Python scielo-clea包_程序模块 - PyPI

scielo发布模式xml文档前端元数据读取器/清理器

scielo-clea的Python项目详细描述

夹板

这个项目是一个XML前端元数据读取器，用于文档几乎跟随SciELO Publishing Schema，提取并清理与从属关系相关的值。

安装

可以使用以下任一选项安装CLEA：

pip install scielo-clea          # Minimal
pip install scielo-clea[cli]     # Clea with CLI (recommended)
pip install scielo-clea[server]  # Clea with the testing/example server
pip install scielo-clea[all]     # Clea with both CLI and the server

实际上所有这些命令都会安装所有的东西，只是依赖关系不一样。第一种是最低要求的安装，用于python中，作为导入包使用。

运行命令行界面

cli是一种将clea用作xml到jsonl转换程序的方法。（每个XML输入一个JSON输出行）：

clea -o output.jsonl article1.xml article2.xml article3.xml

对于python -m clea而不是clea也可以这样做。输出是标准输出流。有关详细信息，请参见clea --help。

运行测试服务器

您可以使用flask cli运行开发服务器。例如，对于以8080的速率从每个主机收听：

FLASK_APP=clea.server flask run -h 0.0.0.0 -p 8080

在一个有4个处理请求的工作进程的生产服务器中，您可以，例如：

安装Gunicorn（它不是依赖项）
运行gunicorn -b 0.0.0.0:8080 -w 4 clea.server:app

CLEA作为库

查看所有提取数据的一个简单示例是：

fromcleaimportArticlefrompprintimportpprintart=Article("some_file.xml")pprint(art.data_full)

这是一个包含所有“原始”提取数据的列表字典。那本字典的钥匙可以直接取用，因此可以避免从xml中提取所有内容只获取特定的项/属性（例如art["journal_meta"][0].data_full 或art.journal_meta[0].data_full 而不是art.data_full["journal_meta"][0]）。
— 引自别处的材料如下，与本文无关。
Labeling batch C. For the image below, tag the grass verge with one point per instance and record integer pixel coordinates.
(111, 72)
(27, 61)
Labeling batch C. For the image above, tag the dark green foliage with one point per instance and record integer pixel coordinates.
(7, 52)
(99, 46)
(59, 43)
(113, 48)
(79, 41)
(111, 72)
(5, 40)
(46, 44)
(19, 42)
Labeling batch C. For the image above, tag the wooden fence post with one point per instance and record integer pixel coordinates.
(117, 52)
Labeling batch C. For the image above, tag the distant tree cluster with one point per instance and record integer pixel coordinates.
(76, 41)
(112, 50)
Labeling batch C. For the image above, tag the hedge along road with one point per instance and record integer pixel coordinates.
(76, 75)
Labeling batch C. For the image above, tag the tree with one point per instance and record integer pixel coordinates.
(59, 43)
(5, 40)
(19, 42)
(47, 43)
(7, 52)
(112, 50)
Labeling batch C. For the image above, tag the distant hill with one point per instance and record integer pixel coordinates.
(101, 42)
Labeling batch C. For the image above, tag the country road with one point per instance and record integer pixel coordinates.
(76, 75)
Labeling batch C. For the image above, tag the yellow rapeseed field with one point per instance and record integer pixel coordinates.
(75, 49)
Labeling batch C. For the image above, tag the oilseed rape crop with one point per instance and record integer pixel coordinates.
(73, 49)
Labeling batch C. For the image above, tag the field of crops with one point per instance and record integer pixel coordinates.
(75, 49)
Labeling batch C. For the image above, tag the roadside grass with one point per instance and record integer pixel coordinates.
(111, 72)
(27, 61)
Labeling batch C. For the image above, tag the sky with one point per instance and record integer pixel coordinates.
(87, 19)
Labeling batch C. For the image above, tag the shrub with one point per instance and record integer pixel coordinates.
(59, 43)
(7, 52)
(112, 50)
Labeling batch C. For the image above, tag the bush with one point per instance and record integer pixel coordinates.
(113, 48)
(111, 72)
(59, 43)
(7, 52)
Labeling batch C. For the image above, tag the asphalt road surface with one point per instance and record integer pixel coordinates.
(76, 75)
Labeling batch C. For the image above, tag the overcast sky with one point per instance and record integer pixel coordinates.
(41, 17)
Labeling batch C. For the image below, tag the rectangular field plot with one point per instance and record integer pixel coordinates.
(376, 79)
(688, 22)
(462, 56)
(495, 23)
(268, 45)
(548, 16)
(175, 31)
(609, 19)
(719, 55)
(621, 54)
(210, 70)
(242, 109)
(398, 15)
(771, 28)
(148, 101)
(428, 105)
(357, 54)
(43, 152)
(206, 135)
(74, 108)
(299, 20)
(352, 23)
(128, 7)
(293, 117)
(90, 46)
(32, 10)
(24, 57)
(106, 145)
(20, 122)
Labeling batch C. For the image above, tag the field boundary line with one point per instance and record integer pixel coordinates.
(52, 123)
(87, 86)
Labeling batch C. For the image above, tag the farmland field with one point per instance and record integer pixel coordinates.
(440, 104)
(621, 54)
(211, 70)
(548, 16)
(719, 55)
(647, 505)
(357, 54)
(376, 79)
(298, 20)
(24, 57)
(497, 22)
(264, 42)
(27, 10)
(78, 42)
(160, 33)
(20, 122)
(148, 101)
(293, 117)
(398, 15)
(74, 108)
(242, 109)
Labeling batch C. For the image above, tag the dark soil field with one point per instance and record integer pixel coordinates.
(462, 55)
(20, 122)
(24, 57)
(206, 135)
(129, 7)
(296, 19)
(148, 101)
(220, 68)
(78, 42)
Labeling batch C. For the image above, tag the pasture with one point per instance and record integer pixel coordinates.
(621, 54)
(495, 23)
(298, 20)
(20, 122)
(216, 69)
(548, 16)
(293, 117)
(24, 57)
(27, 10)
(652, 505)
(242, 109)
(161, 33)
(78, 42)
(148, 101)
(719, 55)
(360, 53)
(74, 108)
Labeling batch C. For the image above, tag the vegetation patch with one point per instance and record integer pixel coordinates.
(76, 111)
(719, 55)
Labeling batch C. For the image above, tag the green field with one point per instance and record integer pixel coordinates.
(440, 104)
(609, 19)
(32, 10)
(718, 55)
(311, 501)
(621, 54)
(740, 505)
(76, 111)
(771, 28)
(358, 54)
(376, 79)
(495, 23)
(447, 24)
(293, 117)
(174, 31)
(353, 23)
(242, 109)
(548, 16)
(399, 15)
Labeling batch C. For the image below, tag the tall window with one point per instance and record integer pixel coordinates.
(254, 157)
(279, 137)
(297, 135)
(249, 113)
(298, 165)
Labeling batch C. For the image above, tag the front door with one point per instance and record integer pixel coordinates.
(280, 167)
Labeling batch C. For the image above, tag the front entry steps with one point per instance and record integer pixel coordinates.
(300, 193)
这些项目/属性始终是列表，例如：

art["aff"]：实例列表clea.core.Branch
art["sub_article"]：实例列表clea.core.SubArticle
art["contrib"][0]["contrib_name"]：字符串列表

其中art["contrib"][0]是一个Branch实例，所有这些例子的表现都是一样的（没有嵌套的分支）。在以前的字典里，这可以看作是另一种导航方式，最后一个例子应该返回一个列表 art.data_full["contrib"][0]["contrib_name"]，但是没有提取其他的东西出现在art.data_full字典中。

可以做的更简单的事情：

len(art.aff)# Number of <aff> entrieslen(art.sub_article)# Number of <sub-article>art.contrib[0].data_full# Data from the first contributor as a dict# Something like {"type": ["translation"], "lang": ["en"]},# the content from <sub-article> attributesart["sub_article"][0]["article"][0].data_full# A string with the article title, accessing just the desired contentart["article_meta"][0]["article_title"][0]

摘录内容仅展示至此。